What is a bill of lading?

A bill of lading is a legal document between the shipper of goods and the carrier, and details the type, quantity, and destination of the goods being carried.

The bill of lading also serves as a receipt of shipment when the goods are delivered at the predetermined destination. This document must accompany the shipped goods, no matter the form of transportation, and must be signed by an authorized representative from the carrier, shipper, and receiver.

Why is a bill of lading important?

The Bill of Lading is the evidence of the contract entered into between the carrier and the shipper, or freight owner, in order to carry out the transportation of the freight as per the contract between the buyer and the seller.

This document is also used as a receipt, signed by the carrier, to confirm that the goods match the description listed on the paperwork, and that they have been received by the carrier in good order.

Lastly, the bill of lading is used to determine who pays for the freight charges and any customs fees, and to outline the liability and responsibility for the goods transferred from the seller to the buyer.

What information must be listed on the Bill of Lading?

There are many critical pieces of information that must be noted on a bill of lading. These include:

  • Shipper’s and consignee’s names and full address.
  • Piece count – meaning the total skids, cartons, etc.
  • Description of the goods.
  • Any special instructions for the carrier to ensure prompt delivery.
  • The date of the shipment.
  • PO and/or special account numbers used between the shipper and consignee for order tracking.
  • The ‘Must Arrive By Date’ or ‘Required By Date’.
  • All dangerous goods identifications and requirements.
  • The exact weight of the shipment.
  • The declared value of the shipment, if there is one.
  • Any special requirements for transportation and delivery — i.e. heat required, tailgate, etc.

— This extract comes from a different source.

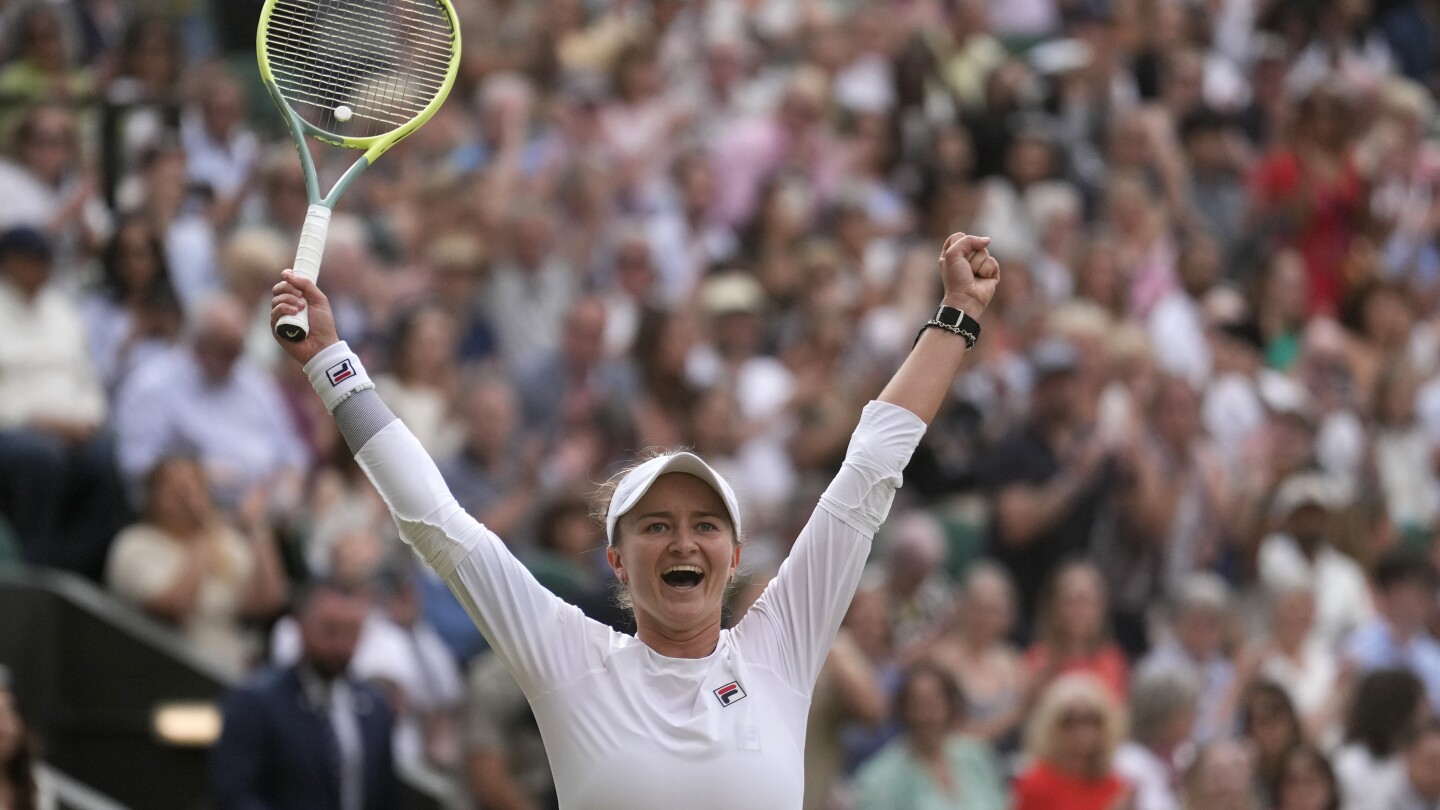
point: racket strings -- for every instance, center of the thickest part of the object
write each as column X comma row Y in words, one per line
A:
column 386, row 59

What does F.O.B. stand for?

F.O.B. stands for Free On Board.

Free On Board indicates the point in the supply chain where the seller gives up ownership and the buyer accepts ownership of products purchased in a specific transaction.

Here are a few different examples:

F.O.B. Origin, Freight Collect:

FOB Origin refers to the legal fact that the buyer assumes title of the goods the moment the freight carrier picks up and signs the bill of lading at the origin pick-up location.

Freight Collect refers to the legal fact that the buyer is responsible for all freight charges. The buyer also assumes all risks of transportation, and is responsible for filing claims in the case of loss or damage.

F.O.B. Origin, Freight Prepaid:

Origin refers to the legal fact that buyer takes ownership at the time of carrier pickup.

Freight Prepaid refers to the legal fact that the seller accepts responsibility for all freight charges and freight claims exposure.

F.O.B. Destination, Freight Collect:

FOB Destination refers to the legal fact that the seller retains title and control of the goods until they are delivered. The seller selects the carrier and is responsible for the risk of transportation and filing claims in case of loss or damage.

Freight collect refers to the legal fact that the buyer is responsible for the freight charges.

F.O.B. Destination, Freight Prepaid:

Destination refers to the legal fact that the seller retains ownership until a claim-free delivery is affected.

Freight prepaid refers to the legal fact that the seller is responsible for all freight charges.